We've got the high road, the fast lane, who's in the driver's seat; we talk about "paving the way."

But how about Amtrak cliches?

Here's my first try...

1) When the trip is just beginning, and your heart is full of adventure --
Train sweet train.

2) When you find yourself leg-to-leg with a dude who has Restless Leg Syndrome --
Fuel efficiency loves company.

3) When you miss your bathtub so much, you wish you'd brought a picture --
Cleanliness is next to impossible.

4) When you start to wonder how many times the family across the aisle can watch that same, freaking, boring DVD --
Good boundaries make good neighbors.

5) When you're startled awake by a chorus of frogs...or bears...or who-knows-what? --
If you can't stand the snoring, get out of the train.

6) When the nighttime lights keep streaking by --
All that glitters is not easily blocked by your eyelids.

7) When you can't help but question the Self and notions of private property --
Home is where that little-tag-placed-above-your-seat is.

8) When your seatmate wakes up chatty --
Bloom where you and your random seatmate are planted.

9) When a person has to be neighborly, even on the train --
'Tis more blessed to give up your window seat to a married Amish couple, than to receive.

10) When the engineer cranks the emergency brakes --
You can lead a train to the mountains, but you can't make it climb (unless a couple of freight engines come to haul it).

So, the next time you're on the train, save me a seat.
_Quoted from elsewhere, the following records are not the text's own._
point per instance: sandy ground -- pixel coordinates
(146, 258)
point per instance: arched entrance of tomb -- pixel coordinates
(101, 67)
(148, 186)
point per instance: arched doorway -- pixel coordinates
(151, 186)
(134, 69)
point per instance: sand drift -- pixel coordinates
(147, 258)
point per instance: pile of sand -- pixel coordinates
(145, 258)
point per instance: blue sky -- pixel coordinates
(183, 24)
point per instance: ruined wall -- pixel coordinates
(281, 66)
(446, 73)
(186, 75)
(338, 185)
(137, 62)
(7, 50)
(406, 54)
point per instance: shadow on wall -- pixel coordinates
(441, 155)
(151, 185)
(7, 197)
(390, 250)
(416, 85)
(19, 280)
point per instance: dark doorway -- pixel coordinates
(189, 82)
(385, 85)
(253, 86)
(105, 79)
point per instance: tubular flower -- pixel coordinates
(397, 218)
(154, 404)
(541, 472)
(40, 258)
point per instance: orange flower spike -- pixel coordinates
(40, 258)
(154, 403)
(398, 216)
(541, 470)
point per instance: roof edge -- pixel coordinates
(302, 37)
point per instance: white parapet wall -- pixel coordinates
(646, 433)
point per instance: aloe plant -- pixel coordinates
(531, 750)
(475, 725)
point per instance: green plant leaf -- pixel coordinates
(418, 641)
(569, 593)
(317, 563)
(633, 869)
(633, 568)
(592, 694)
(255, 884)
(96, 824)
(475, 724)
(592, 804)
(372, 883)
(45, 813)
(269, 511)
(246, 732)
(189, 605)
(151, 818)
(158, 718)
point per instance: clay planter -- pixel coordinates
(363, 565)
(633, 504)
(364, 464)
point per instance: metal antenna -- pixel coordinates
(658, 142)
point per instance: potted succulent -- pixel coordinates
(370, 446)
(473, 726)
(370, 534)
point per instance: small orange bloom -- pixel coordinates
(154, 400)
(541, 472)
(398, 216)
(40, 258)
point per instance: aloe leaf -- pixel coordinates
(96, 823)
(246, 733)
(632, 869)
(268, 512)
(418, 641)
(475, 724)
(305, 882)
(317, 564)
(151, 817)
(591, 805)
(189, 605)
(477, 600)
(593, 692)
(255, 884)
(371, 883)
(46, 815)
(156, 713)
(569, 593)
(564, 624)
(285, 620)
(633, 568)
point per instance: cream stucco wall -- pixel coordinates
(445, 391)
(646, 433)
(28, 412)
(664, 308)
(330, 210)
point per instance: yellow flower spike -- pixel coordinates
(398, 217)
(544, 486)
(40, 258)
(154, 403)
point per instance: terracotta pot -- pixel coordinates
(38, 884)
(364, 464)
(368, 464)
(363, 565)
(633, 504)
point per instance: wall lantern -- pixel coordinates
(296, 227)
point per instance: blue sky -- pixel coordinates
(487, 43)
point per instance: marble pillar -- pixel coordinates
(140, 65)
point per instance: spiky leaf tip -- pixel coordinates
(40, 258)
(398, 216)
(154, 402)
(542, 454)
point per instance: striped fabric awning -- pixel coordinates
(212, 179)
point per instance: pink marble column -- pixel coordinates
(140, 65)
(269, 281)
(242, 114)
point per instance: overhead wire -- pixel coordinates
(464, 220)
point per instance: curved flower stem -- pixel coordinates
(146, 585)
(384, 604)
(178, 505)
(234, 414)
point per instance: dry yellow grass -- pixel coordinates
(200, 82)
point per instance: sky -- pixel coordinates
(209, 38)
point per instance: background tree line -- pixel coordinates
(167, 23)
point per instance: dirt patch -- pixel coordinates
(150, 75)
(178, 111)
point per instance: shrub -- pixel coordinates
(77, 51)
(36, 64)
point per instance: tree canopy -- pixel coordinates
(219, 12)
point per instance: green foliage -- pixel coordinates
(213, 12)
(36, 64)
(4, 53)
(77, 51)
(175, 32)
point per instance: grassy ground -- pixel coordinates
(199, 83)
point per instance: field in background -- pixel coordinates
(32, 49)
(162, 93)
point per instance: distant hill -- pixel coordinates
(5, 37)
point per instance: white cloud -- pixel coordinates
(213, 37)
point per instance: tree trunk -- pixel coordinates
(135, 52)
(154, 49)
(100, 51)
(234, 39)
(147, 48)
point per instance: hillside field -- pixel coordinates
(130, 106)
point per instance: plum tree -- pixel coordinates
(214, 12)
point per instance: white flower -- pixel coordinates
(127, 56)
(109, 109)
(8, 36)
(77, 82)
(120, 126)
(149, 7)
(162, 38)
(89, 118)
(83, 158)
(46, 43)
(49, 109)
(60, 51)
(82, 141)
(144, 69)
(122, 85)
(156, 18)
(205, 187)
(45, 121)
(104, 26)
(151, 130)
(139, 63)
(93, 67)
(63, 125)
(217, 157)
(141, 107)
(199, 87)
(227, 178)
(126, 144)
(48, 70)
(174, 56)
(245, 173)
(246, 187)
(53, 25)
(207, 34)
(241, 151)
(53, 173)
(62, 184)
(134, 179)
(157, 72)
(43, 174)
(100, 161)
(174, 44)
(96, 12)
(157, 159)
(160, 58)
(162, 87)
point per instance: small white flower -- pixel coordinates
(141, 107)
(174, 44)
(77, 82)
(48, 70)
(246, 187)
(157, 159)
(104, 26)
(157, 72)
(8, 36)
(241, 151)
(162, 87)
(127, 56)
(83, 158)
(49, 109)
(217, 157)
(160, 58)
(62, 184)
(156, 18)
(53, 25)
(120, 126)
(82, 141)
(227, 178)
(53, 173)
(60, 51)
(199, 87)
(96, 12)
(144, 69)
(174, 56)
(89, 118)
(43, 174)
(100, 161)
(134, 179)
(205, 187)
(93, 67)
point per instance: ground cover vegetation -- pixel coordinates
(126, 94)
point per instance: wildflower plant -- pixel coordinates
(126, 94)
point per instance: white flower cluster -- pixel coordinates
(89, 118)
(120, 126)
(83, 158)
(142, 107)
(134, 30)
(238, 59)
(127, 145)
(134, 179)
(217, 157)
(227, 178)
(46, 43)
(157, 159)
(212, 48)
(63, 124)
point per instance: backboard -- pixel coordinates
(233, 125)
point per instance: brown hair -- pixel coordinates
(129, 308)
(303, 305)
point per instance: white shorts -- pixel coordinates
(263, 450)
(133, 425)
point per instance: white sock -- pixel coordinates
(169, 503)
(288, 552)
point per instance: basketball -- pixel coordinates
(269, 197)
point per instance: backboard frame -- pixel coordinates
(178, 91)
Because...

A friend in the train is worth two in the bush.

Words to live by.


JGH said...

100 hours!! No wonder it's been so long since I've seen you!! What are your plans tomorrow night?

Michele said...

"9) When a person has to be neighborly, even on the train --
'Tis more blessed to give up your window seat to a married Amish couple, than to receive."

And the conversation with them could be quite interesting.

Karen Van Fossan said...

Heading to Urban Harvest tomorrow night -- how bout you?

Yes! And I learned that some Amish folks read USA Today and even eat Lays potato chips. Who knew?

blogslut said...

This is my favorite blog by you!!! And the next trip we take will be on foot, bike, in a car, or by hang glider...but not in a train!

Kristi said...

What a wonderful list of Amtrak cliches! You put a smile on my face this morning.